特に「ウソカノ」は、なんかグッと来てしまいました。
乙一さんの作風、ちょっとだけ明るいというか、希望が持てる様なラストのある方へと変わって来たのかな・・?(個人的に好きです。)
それとも、、この「失はれた物語」が悲惨な短編ばかりなので、文庫化する際、意図的に明るい感じの2つを混ぜたのかな?^^ いずれにしても、その2作品は凄く好きでした。
・・・・・・・・・・・・・・・・・・・・・・・・・・・・・・・・・・・・
「暗いところで待ち合わせ」乙一 すっごく面白かったです。
(内容・あらすじ)
視力をなくし、独り静かに、殆ど引きこもり状態で、暮らしているミチル。
かたや、学生時代から、そして現在の職場でも、常に上手く対人関係を築けず、孤立しているアキヒロ。

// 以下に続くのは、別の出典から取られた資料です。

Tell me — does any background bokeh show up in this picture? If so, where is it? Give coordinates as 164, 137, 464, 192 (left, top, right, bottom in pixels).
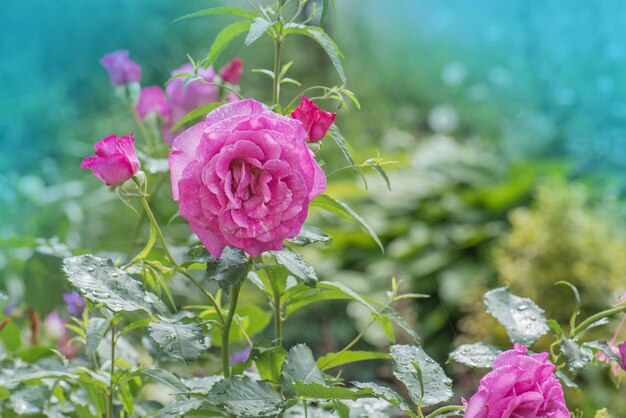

駅のホームで起きた殺人事件が、寂しい二人を引き合わせた。犯人として追われるアキヒロは、盲目のミチルの家へ逃げ込み、居間の隅にうずくまる。他人の気配に怯えるミチルは、身を守るため、知らない振りをしようと決める。奇妙な同棲生活が始まった
この小説で一番面白かった部分は、盲人のミチルの家の中での2人の心理描写でした。息をひそめて、自分の存在を悟られないように、緊張しているアキヒロと、途中で気配に気が付くミチル・・・その後の2人が、少しつづ、気持ちが近づいて行く様が、素晴らしく面白かった!!!それと、ミチルと、アキヒロは、結構似た者同士というか・・・孤独で淋しい人同士なんですよね・・・。特にアキヒロの中学生時代~社会に出ても、孤立していく状況や、その心理状況が、凄くリアルで、上手く表現していることにビックリ。
あとがき等を読んだら、実際この作者の乙一さんも、学生時代に、そういう時期が長らくあったとか・・・。トンネル時代があったにせよ、それを今、こうやって文章にして、人を感動させられるっていうのは、凄いことだし、その経験が小説を書くのに役立った?訳で。人生悪いことばかりじゃ無いよな!って思いました。
(小説の中の部分、一部抜粋)
これまで自分は、人との接触を避けるようにして生きてきた。会社の同僚とも、クラスメイトたちとも心を通わせなかった。心のどこかでは、回りで群れている人達を軽蔑していた。そのくせに、孤立して攻撃されると、深く傷つくのだった。中略回りで群れている者達に対して抱いた軽蔑は、仲間に加わるのを諦めるため、そして、憧れを抱かないための選択だったように思う。だからといって話を避けていても、哀しいことしかないというのに、そうやって身を守るしかできずにいたのだ。会社でも、教室でも、どこにいても、自分のいていい場所は、ここではないという気持ちがしていた。居心地が悪く、緊張し、息のつまる思いを常に味わっていた。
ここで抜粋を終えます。